There are two judgment writing questions asked in the mains- one on civil law and another on criminal law. It is advisable to follow the format of trial court of MP for judgment writing. The main part is how you appraise evidences in a given factual situation. You may decide the case in anyone’s favour but your reasoning should be sound and cogent.

For judgment writing, I practised previous year papers and read a few High Court judgments.


How would you rate the main exam question paper on difficulty?

The exam is not difficult as such provided one has prepared well with a good strategy.


Did you appear for mock interviews?

Yes, I attended a few mock interview sessions organized by my coaching institute. These mock interviews helped me a lot in building confidence.


Any specific strategy you used during the interview?

I haven’t adopted any specific strategy for my interview preparation. I simply revised all my notes before the interview and prepared questions based on my background, home town, college, work experience, recent legal developments etc.


Do you remember any of the questions asked during the interview?

Questions were mostly from simple concepts of procedural law (CPC, CrPC) and local Acts and my background. Some of the questions which I can recall:-

Why do you want to work in MP?

Where have you worked previously?

Why the Judiciary?

How are issues framed in Civil cases?

Provisions and safeguards regarding arrest under CrPC

What is an interpleader suit under CPC?

Question on power of court under S.313 CrPC.

Questions on 2013 CrPC Amendment Act.

Who is a pauper according to CPC?

Difference between inherent powers under CPC and CrPC.

Whether accused can be acquitted after prosecution evidence in Court of Session trial?

Questions relating to Nistar Patrika and Wajib-ul-arz as given under the MP Land Revenue Code.

Can there be an investigation in a complaint case?


Lastly, what message would you like to give to graduates aspiring for judicial services?

Graduates aspiring for judicial services should not be in awe of this exam but move ahead with confidence and a positive attitude.
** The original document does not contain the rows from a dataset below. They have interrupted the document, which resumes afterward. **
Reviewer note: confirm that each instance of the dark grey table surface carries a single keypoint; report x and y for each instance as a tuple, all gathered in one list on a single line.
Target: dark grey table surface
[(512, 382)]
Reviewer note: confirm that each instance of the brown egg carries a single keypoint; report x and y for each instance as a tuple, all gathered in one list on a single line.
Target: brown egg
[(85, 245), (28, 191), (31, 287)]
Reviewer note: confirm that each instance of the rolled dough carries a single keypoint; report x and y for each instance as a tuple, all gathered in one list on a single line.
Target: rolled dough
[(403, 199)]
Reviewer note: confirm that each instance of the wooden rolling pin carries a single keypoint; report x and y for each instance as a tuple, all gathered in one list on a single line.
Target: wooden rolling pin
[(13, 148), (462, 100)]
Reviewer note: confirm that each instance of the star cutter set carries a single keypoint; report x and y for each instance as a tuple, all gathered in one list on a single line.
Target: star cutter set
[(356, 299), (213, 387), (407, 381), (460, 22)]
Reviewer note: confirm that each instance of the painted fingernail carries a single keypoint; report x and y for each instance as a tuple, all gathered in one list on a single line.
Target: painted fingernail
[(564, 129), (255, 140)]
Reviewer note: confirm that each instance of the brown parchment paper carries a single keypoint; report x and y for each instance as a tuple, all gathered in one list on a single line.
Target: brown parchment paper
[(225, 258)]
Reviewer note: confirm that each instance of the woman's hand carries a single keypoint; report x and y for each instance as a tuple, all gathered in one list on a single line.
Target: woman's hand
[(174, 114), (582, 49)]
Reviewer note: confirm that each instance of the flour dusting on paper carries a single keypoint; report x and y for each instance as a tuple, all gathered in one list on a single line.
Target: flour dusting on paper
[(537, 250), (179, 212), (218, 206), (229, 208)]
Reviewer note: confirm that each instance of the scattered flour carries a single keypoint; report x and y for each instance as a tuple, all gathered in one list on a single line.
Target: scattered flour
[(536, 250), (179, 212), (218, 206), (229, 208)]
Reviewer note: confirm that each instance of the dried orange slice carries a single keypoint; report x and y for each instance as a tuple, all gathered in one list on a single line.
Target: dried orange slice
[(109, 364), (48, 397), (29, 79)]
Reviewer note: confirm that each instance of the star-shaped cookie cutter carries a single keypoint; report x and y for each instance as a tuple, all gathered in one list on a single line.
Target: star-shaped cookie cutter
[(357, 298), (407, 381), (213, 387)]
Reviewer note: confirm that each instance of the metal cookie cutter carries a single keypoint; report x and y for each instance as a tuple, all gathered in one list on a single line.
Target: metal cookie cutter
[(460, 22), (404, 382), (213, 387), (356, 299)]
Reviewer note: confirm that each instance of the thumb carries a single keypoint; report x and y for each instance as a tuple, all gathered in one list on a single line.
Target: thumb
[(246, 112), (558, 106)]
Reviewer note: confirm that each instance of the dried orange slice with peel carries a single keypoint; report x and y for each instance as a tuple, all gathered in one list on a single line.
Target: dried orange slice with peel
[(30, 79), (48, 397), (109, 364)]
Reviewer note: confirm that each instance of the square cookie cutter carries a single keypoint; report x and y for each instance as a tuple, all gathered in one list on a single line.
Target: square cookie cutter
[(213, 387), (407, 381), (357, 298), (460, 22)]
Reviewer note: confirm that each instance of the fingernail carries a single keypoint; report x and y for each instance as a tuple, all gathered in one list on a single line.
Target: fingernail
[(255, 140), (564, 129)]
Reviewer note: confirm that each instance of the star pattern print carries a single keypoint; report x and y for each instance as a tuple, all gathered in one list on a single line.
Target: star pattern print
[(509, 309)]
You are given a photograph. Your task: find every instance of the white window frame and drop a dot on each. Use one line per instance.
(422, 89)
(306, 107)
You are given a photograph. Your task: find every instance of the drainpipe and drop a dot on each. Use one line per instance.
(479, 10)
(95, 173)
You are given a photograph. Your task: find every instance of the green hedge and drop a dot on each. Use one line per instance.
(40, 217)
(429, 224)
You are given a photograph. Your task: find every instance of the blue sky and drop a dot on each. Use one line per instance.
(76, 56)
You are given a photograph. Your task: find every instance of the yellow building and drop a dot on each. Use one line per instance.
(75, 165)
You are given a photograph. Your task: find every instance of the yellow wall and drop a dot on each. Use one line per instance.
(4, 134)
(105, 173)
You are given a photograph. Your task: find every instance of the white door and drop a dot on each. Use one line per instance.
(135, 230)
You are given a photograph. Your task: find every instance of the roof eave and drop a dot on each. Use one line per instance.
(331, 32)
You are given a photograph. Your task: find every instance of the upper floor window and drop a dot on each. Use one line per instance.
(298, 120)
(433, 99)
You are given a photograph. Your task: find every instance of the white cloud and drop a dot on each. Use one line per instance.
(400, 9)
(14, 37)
This exam requires constant absorbed hard work with proper planning throughout the preparations. One should be able to identify the core areas of the subject and focus more upon them. Candidates should have their own strategy whatever suits them and stick to it.  They need to stay focused and shall remain detached from any distractions especially the ones coaxing them to think about other career options. Aspirants should never get paranoid about the time they spend while preparing as at the end of the day all their efforts will reap sweet fruits of success. No hard work goes in vain.